Safety: Survivor-participants/survivor-consultants were never asked to turn their videos on, or “prove” their experience or identity. Members of the research team also signed contracts noting that they would not look up participant or consultant videos/images.
Research Team
Equity; Collaboration; Trust: Recognizing that the people who are best equipped to work on a project like this are often blocked to the opportunity by the need for immediate income, we often paid team members in advance of their work–trusting that, like our academic colleagues, survivors and students would continue to perform their roles ethically, regardless of prepayment.
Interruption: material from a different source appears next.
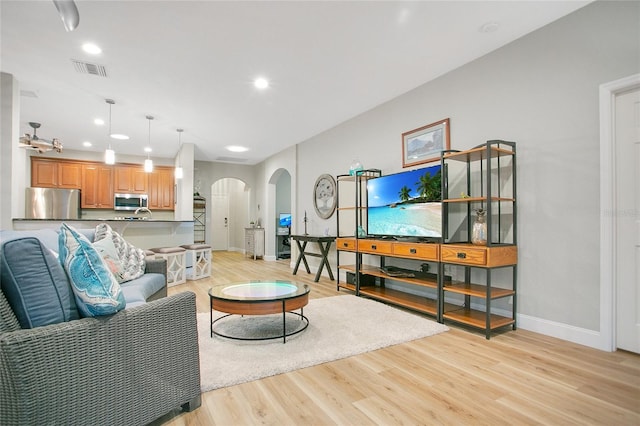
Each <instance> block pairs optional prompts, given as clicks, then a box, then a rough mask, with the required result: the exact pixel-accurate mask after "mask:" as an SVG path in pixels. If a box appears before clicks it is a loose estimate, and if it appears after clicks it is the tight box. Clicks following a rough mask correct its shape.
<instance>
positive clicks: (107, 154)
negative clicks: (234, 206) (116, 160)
mask: <svg viewBox="0 0 640 426" xmlns="http://www.w3.org/2000/svg"><path fill="white" fill-rule="evenodd" d="M106 102H107V103H108V104H109V138H111V106H112V105H113V104H115V103H116V102H115V101H114V100H113V99H107V100H106ZM115 162H116V152H115V151H114V150H113V149H111V140H109V147H108V148H107V150H106V151H105V152H104V163H105V164H115Z"/></svg>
Choice; Opportunity-driven; Flexibility: As with study participants, we changed compensation options for the research team, students and survivor-consultants, expanding how we think about exchanges of labor to include what worked best for each team member at different times (e.g. financial payment, internship opportunities, academic credit, volunteer/professional development; co-authorship, etc.).
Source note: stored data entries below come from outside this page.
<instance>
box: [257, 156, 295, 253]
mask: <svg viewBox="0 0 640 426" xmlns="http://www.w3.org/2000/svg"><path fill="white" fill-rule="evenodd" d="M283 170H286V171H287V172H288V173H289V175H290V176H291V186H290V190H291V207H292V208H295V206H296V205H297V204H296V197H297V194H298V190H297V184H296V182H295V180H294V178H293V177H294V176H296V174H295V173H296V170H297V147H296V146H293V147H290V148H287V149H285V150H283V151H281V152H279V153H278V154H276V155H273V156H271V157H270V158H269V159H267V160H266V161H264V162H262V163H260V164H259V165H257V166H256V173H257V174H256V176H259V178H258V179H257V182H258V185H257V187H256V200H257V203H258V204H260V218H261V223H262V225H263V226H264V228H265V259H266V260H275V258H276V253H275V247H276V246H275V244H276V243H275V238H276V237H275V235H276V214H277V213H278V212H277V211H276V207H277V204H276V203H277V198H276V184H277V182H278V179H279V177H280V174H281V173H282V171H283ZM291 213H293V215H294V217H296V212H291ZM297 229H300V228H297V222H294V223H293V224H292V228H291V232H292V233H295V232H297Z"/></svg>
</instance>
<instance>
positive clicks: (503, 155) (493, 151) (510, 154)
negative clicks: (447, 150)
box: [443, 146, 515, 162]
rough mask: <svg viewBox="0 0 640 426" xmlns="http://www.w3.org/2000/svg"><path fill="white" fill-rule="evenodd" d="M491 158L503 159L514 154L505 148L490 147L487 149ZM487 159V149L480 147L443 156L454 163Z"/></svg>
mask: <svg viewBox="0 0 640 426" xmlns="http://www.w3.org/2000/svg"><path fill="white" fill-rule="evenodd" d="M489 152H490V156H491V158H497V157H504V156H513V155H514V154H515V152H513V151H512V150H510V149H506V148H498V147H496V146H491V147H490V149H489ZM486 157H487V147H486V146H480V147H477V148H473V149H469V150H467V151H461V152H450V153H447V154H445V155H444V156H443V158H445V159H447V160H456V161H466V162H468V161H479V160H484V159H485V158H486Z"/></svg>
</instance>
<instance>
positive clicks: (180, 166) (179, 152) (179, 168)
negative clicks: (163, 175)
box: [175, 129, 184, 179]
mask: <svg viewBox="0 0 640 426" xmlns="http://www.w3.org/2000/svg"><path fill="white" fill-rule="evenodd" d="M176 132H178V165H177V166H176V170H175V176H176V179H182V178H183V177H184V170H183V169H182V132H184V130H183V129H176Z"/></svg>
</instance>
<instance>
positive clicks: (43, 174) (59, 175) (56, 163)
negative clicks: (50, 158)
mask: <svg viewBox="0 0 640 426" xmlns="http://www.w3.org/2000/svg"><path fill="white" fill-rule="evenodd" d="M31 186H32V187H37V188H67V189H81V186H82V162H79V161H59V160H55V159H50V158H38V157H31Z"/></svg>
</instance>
Given the long history of exploitation in academia, it is important to note that all team members were initially funded, and the PI initially offered paid opportunities. However, after receiving pushback from survivors/community members about how these top down decisions remove agency from those most impacted, the PI changed compensation structures to meet different ideas of compensation that either felt more critical to the individual (choice) exchanging their labor and/or created space for working on a project for reasons that were not financially motivated.
If applying a structure that expands compensation options beyond traditional means (monetary), it is crucial that the PI actively resist the draw of starting with non-funded positions as the exchanges often serve to benefit the PI, rather than those with the least power on the team and thus go against a trauma-informed and equity based model of research.
Flexibility; Opportunity-driven; Equity; Collaboration: The PI tried to uphold an 80/20 rule around staff and student workload. This meant providing the opportunity for people on the research team to work primarily on what interests them; or develop the skills they believed they needed for their future professional goals, rather than center workload around project-needs. The PI tailored work plans to these interests for eighty percent of their expected time, with the other 20% being project-based work.
Safety: Providing paid time for members of the team to take care of themselves and manage secondary trauma.
Systems
A key component of a trauma-informed approach is that the framework must extend to include the broader systems and structures. Therefore, the following examples represent how the PI is leading this work at the structural-impact level:
Challenging existing funding structures by fighting for (equitable) pay for survivor-consultants, including for their creative work.
Challenging existing funding structures by creating non-financial compensation options and letting those with the least determine their own compensation option. This means re-imagining required internships as research assistants, building independent studies (where the PI does not receive additional pay for teaching an additional course), finding opportunities for training and professional development, co-writing with students, and having independent and changing compensation structures for each team member.
Challenging existing academic and educational structures by pushing for trauma-informed and survivor-led knowledge to be embedded into curricula for public service fields like criminal justice, social work, education, etc.
Challenging existing tech-funding agencies and academic/educational structures by pushing for gender-based violence curricula to be included in cybersecurity, cybercrime, cyberviolence, and technology-driven fields.
Challenging academic and scientific structures of legitimacy by releasing research findings on our website, before going through a peer reviewed process.